Je me souviens d'un type qui bossait, reprenait autant de fois qu'il le fallait, je me souviens d'avoir pensé, on dirait un ouvrier qui règle la machine sur laquelle il doit travailler. C'était efficace, on pouvait percevoir des améliorations - tel réglage, telle proposition mise en œuvre et c'était mieux pour la chanson -. 

En fait il y eu 3 concerts et demi. Car le premier au Stade de France fut annulé pour cause d'orage. Nous étions fins prêts dans les loges, et puis finalement non. Il fallait rentrer.

L'énergie que le public renvoie vers la scène est quelque chose qui ne s'oublie pas. Je m'étais sentie portée durant deux mois.

Ces concerts furent un déclic pour moi, et si j'ai fait ensuite des rencontres primordiales et qui m'ont aidée à sortir d'une vie grise et enfermée pour aller vers ce qui m'allait, ou du moins essayer, la prise de conscience date de là : il n'y a aucune raison pour que je ne fasse pas des choses intéressantes, aucune raison pour que je demeure dans une sorte d'esclavage des devoirs consentis dont aucun ne me correspond.
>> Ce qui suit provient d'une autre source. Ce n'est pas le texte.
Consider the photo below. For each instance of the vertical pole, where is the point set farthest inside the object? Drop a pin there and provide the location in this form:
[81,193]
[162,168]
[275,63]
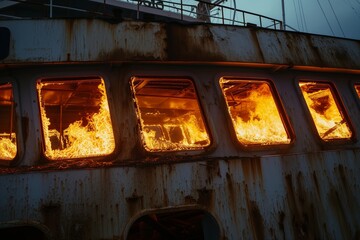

Une sorte de droit à l'exaltation.

Alors ce matin, voilà, j'ai beau n'avoir aucun lien direct et n'être pas de ceux qui écoutent ses disques, sauf les lives des concerts, pour parfois y puiser un peu d'énergie, ce matin je suis émue. Le gars qui vient de mourir, et qui m'avait saluée poliment comme il l'avait fait avec chacun d'entre nous les petites voix de son grand spectacle, que je ne connais pas plus, j'aimerais lui dire merci.

Je crois qu'il a pu compter au delà même des fans, pour pas mal de gens. Et que ça n'est pas rien. 

 

 

(1) Tout ce que j'ai entrepris dans ma vie à titre personnel tenait de ça, de ce qui semble le plus raisonnable au plus fou. 
(2) J'ignore les coulisses de l'affaire

[photo prise lors d'un concert au Champs de Mars en l'an 2000, avec nous autres en arrière-plan]

 


Ça sera comme ça toute cette semaine et d'autres et d'autres jours encore

 

    C'est encore une belle semaine de librairie, intense et vive. Au fond j'adore ça. Et je suis de fait moins crevée en bossant à fond les manettes que lors d'emplois qui étaient trop faciles pour moi (quant à l"Usine", avant, n'en parlons pas). 

Seulement voilà, Philippe Rahmy est mort et même si nous nous étions tout au plus croisés une seule fois (1), je pense à lui, à son travail inachevé, ses proches qui peut-être ont vu un peu la fin venir alors que nous autres, non. Je venais de discuter avec quelqu'un qui allait lui demander s'il pouvait éventuellement venir à la librairie, et voilà que tout est trop tard.

Son absence ne me lâche pas.

Ou par moments de concentration sur une tâche urgente. Ou une conversation intense, comme celle de ce soir au sujet d'écrire avec Frédéric et Stéphane. Et encore même pas, écrire, ça m'a refait penser à lui (comment ne pas ?).

En rentrant je lis un hommage écrit par Sébastien Rongier. Un autre par Marie-Josée Desvignes. 

Ça paraît fou qu'il ne soit plus là.

Je tente de faire diversion avec une des videos de François.
Ça ne fonctionne qu'en surface.

Je crois au vu de sa page facebook qui est encore active et où se rassemblent les témoignages de cousin-es, d'ami-es, que je suis loin d'être la seule à penser à lui, à déplorer que tout soit fini.

Elle me fascine et m'émeut mais ne change rien aux pensées de fond pour le camarade mort. Certains jours plus que d'autres on aimerait croire au paradis.

 

(1) En fait je ne me rappelle même plus si j'ai rêvé qu'il était à une soirée remue.net à laquelle j'ai assisté, ou s'il devait venir mais n'avait pas pu, ou si c'est moi qui devais assister à une soirée à laquelle il devait venir et était venu mais que finalement j'avais manquée.